Collection Effectiveness Index (CEI)
The CEI measures the effectiveness of a company's collection efforts. It is calculated by dividing the total amount collected by the total amount of outstanding AR. The result is a percentage that represents how much of the outstanding AR was collected during a given period. A higher CEI indicates a more effective collection process.
Best DSO & Best Possible DSO
As mentioned, Days Sales Outstanding (DSO) is a commonly used metric to measure the average number of days it takes for a business to collect payment after a sale has been made. A low DSO indicates that the business is collecting payment quickly, while a high DSO indicates that the business is taking a longer time to collect payment.
Best DSO is the ideal DSO for your business based on your industry and payment terms. It is calculated by taking the average payment period for your industry and subtracting your payment terms. For example, if the average payment period for your industry is 60 days and your payment terms are 30 days, your Best DSO would be 30 days.
Best Possible DSO (not to be confused with Best DSO ) is a metric that indicates the lowest possible DSO that a company can achieve based on its customer payment behavior. It is a theoretical value and assumes that all customers will pay their invoices on the due date or earlier. It provides an upper limit to what a company's DSO should be, given the credit terms offered and the historical payment patterns of its customers.
Average Days Delinquent
Average Days Delinquent (ADD) is a metric that measures how many days past due your receivables are on average.
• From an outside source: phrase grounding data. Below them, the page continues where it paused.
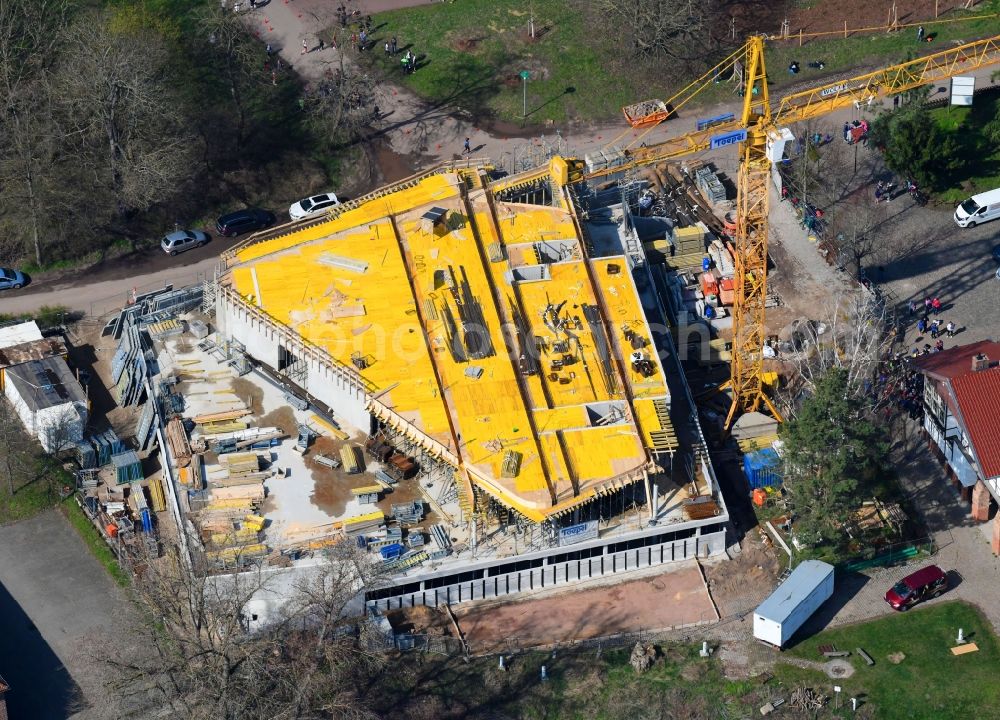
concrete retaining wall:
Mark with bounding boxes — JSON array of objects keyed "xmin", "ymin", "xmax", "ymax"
[{"xmin": 369, "ymin": 528, "xmax": 727, "ymax": 611}]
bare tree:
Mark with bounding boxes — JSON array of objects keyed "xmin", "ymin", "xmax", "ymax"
[
  {"xmin": 196, "ymin": 6, "xmax": 273, "ymax": 152},
  {"xmin": 303, "ymin": 53, "xmax": 382, "ymax": 147},
  {"xmin": 53, "ymin": 11, "xmax": 195, "ymax": 224},
  {"xmin": 0, "ymin": 0, "xmax": 71, "ymax": 265},
  {"xmin": 825, "ymin": 192, "xmax": 893, "ymax": 277},
  {"xmin": 778, "ymin": 290, "xmax": 895, "ymax": 413},
  {"xmin": 783, "ymin": 121, "xmax": 857, "ymax": 210},
  {"xmin": 593, "ymin": 0, "xmax": 719, "ymax": 65},
  {"xmin": 0, "ymin": 398, "xmax": 33, "ymax": 497},
  {"xmin": 102, "ymin": 540, "xmax": 386, "ymax": 720}
]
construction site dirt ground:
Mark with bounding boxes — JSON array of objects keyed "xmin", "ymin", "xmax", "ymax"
[{"xmin": 393, "ymin": 561, "xmax": 719, "ymax": 653}]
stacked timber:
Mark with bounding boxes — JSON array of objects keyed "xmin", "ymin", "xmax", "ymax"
[
  {"xmin": 205, "ymin": 543, "xmax": 268, "ymax": 567},
  {"xmin": 166, "ymin": 416, "xmax": 192, "ymax": 468},
  {"xmin": 193, "ymin": 409, "xmax": 251, "ymax": 425},
  {"xmin": 211, "ymin": 484, "xmax": 265, "ymax": 503},
  {"xmin": 208, "ymin": 526, "xmax": 261, "ymax": 547}
]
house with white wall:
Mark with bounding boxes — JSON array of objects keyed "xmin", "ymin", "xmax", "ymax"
[
  {"xmin": 913, "ymin": 340, "xmax": 1000, "ymax": 550},
  {"xmin": 0, "ymin": 321, "xmax": 86, "ymax": 453}
]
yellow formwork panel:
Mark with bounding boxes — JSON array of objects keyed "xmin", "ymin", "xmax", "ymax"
[
  {"xmin": 488, "ymin": 205, "xmax": 578, "ymax": 248},
  {"xmin": 633, "ymin": 398, "xmax": 665, "ymax": 446},
  {"xmin": 236, "ymin": 174, "xmax": 460, "ymax": 264},
  {"xmin": 534, "ymin": 406, "xmax": 589, "ymax": 432},
  {"xmin": 231, "ymin": 221, "xmax": 454, "ymax": 444},
  {"xmin": 227, "ymin": 170, "xmax": 669, "ymax": 521},
  {"xmin": 590, "ymin": 260, "xmax": 665, "ymax": 400},
  {"xmin": 513, "ymin": 263, "xmax": 612, "ymax": 407},
  {"xmin": 560, "ymin": 427, "xmax": 645, "ymax": 484},
  {"xmin": 398, "ymin": 201, "xmax": 551, "ymax": 497}
]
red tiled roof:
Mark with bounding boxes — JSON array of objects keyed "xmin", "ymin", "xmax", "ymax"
[
  {"xmin": 912, "ymin": 340, "xmax": 1000, "ymax": 381},
  {"xmin": 951, "ymin": 367, "xmax": 1000, "ymax": 480}
]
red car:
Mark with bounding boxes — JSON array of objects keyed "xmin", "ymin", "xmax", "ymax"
[{"xmin": 884, "ymin": 564, "xmax": 948, "ymax": 611}]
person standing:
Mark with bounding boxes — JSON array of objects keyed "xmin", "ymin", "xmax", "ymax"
[
  {"xmin": 385, "ymin": 41, "xmax": 391, "ymax": 57},
  {"xmin": 359, "ymin": 29, "xmax": 367, "ymax": 50},
  {"xmin": 931, "ymin": 297, "xmax": 942, "ymax": 314},
  {"xmin": 946, "ymin": 321, "xmax": 956, "ymax": 337},
  {"xmin": 463, "ymin": 137, "xmax": 471, "ymax": 154},
  {"xmin": 302, "ymin": 39, "xmax": 308, "ymax": 55},
  {"xmin": 391, "ymin": 36, "xmax": 398, "ymax": 54},
  {"xmin": 917, "ymin": 25, "xmax": 925, "ymax": 43},
  {"xmin": 319, "ymin": 37, "xmax": 326, "ymax": 51},
  {"xmin": 908, "ymin": 299, "xmax": 918, "ymax": 315},
  {"xmin": 917, "ymin": 317, "xmax": 927, "ymax": 335}
]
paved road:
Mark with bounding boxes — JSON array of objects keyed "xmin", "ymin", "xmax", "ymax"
[{"xmin": 0, "ymin": 509, "xmax": 133, "ymax": 720}]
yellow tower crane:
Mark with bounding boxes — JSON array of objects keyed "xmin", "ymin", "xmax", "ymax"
[{"xmin": 553, "ymin": 33, "xmax": 1000, "ymax": 429}]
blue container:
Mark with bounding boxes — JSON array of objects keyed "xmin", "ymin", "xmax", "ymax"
[
  {"xmin": 380, "ymin": 543, "xmax": 404, "ymax": 561},
  {"xmin": 702, "ymin": 257, "xmax": 712, "ymax": 272},
  {"xmin": 140, "ymin": 507, "xmax": 154, "ymax": 534},
  {"xmin": 743, "ymin": 448, "xmax": 782, "ymax": 489}
]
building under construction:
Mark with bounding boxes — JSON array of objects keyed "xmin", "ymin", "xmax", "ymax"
[{"xmin": 214, "ymin": 159, "xmax": 728, "ymax": 610}]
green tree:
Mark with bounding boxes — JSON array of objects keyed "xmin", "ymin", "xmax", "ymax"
[
  {"xmin": 779, "ymin": 367, "xmax": 887, "ymax": 550},
  {"xmin": 870, "ymin": 102, "xmax": 961, "ymax": 190}
]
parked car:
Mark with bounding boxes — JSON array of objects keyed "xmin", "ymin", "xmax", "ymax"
[
  {"xmin": 215, "ymin": 208, "xmax": 277, "ymax": 237},
  {"xmin": 160, "ymin": 229, "xmax": 210, "ymax": 256},
  {"xmin": 954, "ymin": 187, "xmax": 1000, "ymax": 228},
  {"xmin": 884, "ymin": 564, "xmax": 948, "ymax": 611},
  {"xmin": 0, "ymin": 267, "xmax": 26, "ymax": 290},
  {"xmin": 289, "ymin": 192, "xmax": 340, "ymax": 220}
]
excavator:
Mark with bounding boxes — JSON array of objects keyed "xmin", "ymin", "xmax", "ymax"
[{"xmin": 546, "ymin": 32, "xmax": 1000, "ymax": 429}]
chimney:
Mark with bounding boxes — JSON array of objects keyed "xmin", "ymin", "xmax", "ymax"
[{"xmin": 972, "ymin": 353, "xmax": 990, "ymax": 372}]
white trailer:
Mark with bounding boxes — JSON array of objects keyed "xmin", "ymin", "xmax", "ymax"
[{"xmin": 753, "ymin": 560, "xmax": 834, "ymax": 648}]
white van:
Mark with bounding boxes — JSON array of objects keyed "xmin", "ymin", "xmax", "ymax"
[{"xmin": 955, "ymin": 188, "xmax": 1000, "ymax": 228}]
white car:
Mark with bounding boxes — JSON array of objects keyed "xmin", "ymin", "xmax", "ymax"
[{"xmin": 289, "ymin": 192, "xmax": 340, "ymax": 220}]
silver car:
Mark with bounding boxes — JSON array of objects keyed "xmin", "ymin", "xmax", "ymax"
[{"xmin": 161, "ymin": 230, "xmax": 209, "ymax": 255}]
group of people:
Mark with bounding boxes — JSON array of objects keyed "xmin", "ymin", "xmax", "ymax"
[
  {"xmin": 877, "ymin": 358, "xmax": 925, "ymax": 422},
  {"xmin": 908, "ymin": 297, "xmax": 958, "ymax": 356},
  {"xmin": 400, "ymin": 50, "xmax": 417, "ymax": 74},
  {"xmin": 843, "ymin": 119, "xmax": 869, "ymax": 145}
]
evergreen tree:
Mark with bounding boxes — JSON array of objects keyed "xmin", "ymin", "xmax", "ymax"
[
  {"xmin": 778, "ymin": 367, "xmax": 888, "ymax": 550},
  {"xmin": 870, "ymin": 101, "xmax": 961, "ymax": 190}
]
It is calculated by taking the sum of the number of days each invoice is past due and dividing it by the number of invoices in your accounts receivable.
Conclusion
In conclusion, the above accounts receivable KPIs are essential metrics for any business that sells on credit. They provide valuable insights into a company's cash flow management, collection efforts, and financial health. By tracking these KPIs, businesses can identify areas for improvement, optimize their collection processes, and maintain healthy cash flow.